A pet can be a treasured member of the family – but not all landlords are inclined to let pet owners take on a tenancy.
According to the Pet Food Manufacturers’ Association, an estimated forty per cent of UK households had a pet in 2019, from cats and puppies to ferrets and toads. And yet, according to the Government, only around seven per cent of landlords promote accommodation as pet-friendly.
“For most tenants, a pet is part of the family,” says James Ramsdale owner of Century 21 Brighton & Hove Estate Agents. “Therefore, you would assume a landlord permits this as part of the tenancy.
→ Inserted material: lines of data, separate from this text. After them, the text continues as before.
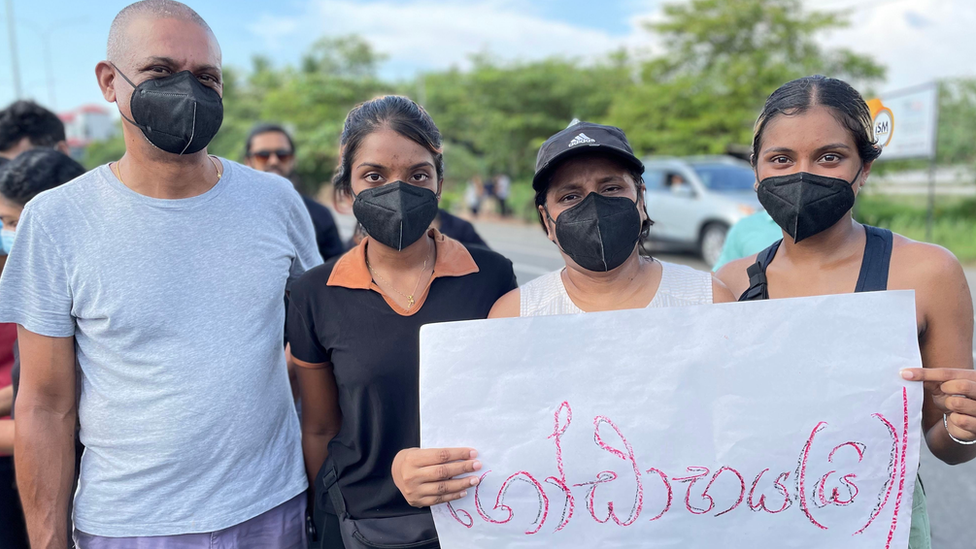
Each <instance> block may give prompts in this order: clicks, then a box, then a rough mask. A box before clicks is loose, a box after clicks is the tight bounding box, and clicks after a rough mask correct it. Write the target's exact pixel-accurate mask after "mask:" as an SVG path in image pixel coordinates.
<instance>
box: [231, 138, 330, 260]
mask: <svg viewBox="0 0 976 549" xmlns="http://www.w3.org/2000/svg"><path fill="white" fill-rule="evenodd" d="M244 153H245V154H244V158H245V163H246V164H247V165H248V166H250V167H252V168H254V169H255V170H259V171H262V172H270V173H276V174H278V175H280V176H282V177H284V178H285V179H288V180H290V181H291V182H292V183H293V184H295V188H296V189H297V190H298V191H299V193H300V194H301V196H302V201H303V202H304V203H305V207H306V208H307V209H308V214H309V216H311V218H312V225H313V226H314V227H315V241H316V242H317V243H318V247H319V255H321V256H322V260H323V261H325V260H328V259H330V258H333V257H335V256H337V255H340V254H342V253H343V252H344V251H346V247H345V244H343V242H342V238H341V237H340V236H339V228H338V227H336V224H335V218H334V217H333V216H332V212H330V211H329V209H328V208H326V207H325V206H323V205H322V204H319V203H318V202H316V201H315V199H313V198H312V197H310V196H308V195H306V194H304V193H301V188H300V185H298V182H297V174H296V173H295V164H296V162H297V159H296V158H295V142H294V141H293V140H292V138H291V135H290V134H289V133H288V132H287V131H285V129H284V128H283V127H281V126H279V125H277V124H259V125H257V126H254V128H252V129H251V133H250V134H249V135H248V136H247V143H246V144H245V147H244Z"/></svg>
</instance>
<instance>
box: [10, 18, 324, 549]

However, every so often, landlords do say no, which could either be a straightforward no, or it might be due to their past experiences.”
While some landlords are concerned that having pets can cause damage to their property, many in the industry argue that it can make their property more ideal for pet owners and serve as motivation for tenants to lease for longer.
So, what are the rules, and what can you do to get that home with creature comforts?
What you need to understand about renting with pets The Government recently announced that it’s making an attempt to motivate “more landlords to think about opening their properties to responsible pet owners” via its model tenancy agreement.
This is a contract that landlords can use when taking on new tenants in England. But the Residential Landlords Association has pointed out that this action does not make it a legally binding requirement for landlords to accept pets, and that landlords nonetheless still have the right to refuse tenants with pets.
According to Landlord Law Services, referring to the Equality Act 2010, assistance dogs, such as guide dogs for the blind, listening dogs for deaf people, and dogs for disabled people ought to be accepted by means of regulation in a property.
Landlords are no longer allowed to charge more for deposits if a tenant has a pet. Up to six weeks lease (depending on the complete annual rent) is the maximum deposit they can take.
That said, some landlords are charging higher rent for pet owners, according to ARLA (Association of Residential Letting Agents).
Top recommendations for renting with pets
Find houses and residences with pets allowed
Before you start with a tenancy, you’ll want to find a landlord who permits the kind of pet you have. Ask your letting agent about your pet, or pets, and they can help you find what you’re looking for.
You also need to find a place that it suitable for your pet – for example, someplace with enough space for a dog (ideally such as a garden) or with cat flaps for a cat.
A letting agent can help make arrangements for your pet
While pets such as fish, rabbits and hamsters are generally fine with landlords, cats and dogs may need more negotiation. An agent, can be a key middleman between potential tenant and landlord as they can represent both sides.
A landlord may have previously had a bad experience and naturally be hesitant, on the other hand a tenant can also see their pet as their priority.
Get a reference for your pet
The experience from a previous landlord can assist a tenant’s application. Sometimes a good recommendation from a previous landlord about the pet can be a game changer.
Rehoming and rescue charity Dogs Trust agrees, saying: “By providing a reference from your previous landlord, you can show that your pet is well behaved and has caused no problems at your previous property. This will show that you’re a responsible pet owner.”
Meet the landlord in person
If things progress well then it’s worth arranging for you and your pet to meet the landlord. That way, any issues they have can be laid to rest.
Dogs Trust advice includes inviting the landlord to your current home so they can witness first-hand how you and your pet live. The charity adds: “This is particularly vital for dogs as it shows your dog is well behaved.”
Write a pet CV
Century 21 in Hove suggests giving a landlord the lowdown on your pooch or cat.
It says: “Include the contact and details from your vet and anyone who can care for your pet in an emergency. You ought to also include important points of your pet’s remaining vaccinations and any flea and worming treatments they have had.”
Don’t hide your pet from your landlord
Before you try and pull the wool over a landlord’s eyes and smuggle in your cherished pet, pause for thought.
You should always get consent if you plan to have a pet at your rented property,
If you have an unauthorised pet this would technically put you at risk of eviction. Plus, your landlord is not going to give a good reference, which may cause issues when looking for a place in future.
Get the authorisation to have a pet in writing
If a landlord agrees to lease to you, make your agreement official. Also ask for your tenancy agreement to be modified to include your pet. A landlord can charge a fee for this.
According to authoritative, this should not be more than ?50. If a landlord asks for more, they need to supply written proof in the form of receipts or invoices to prove the extra charge.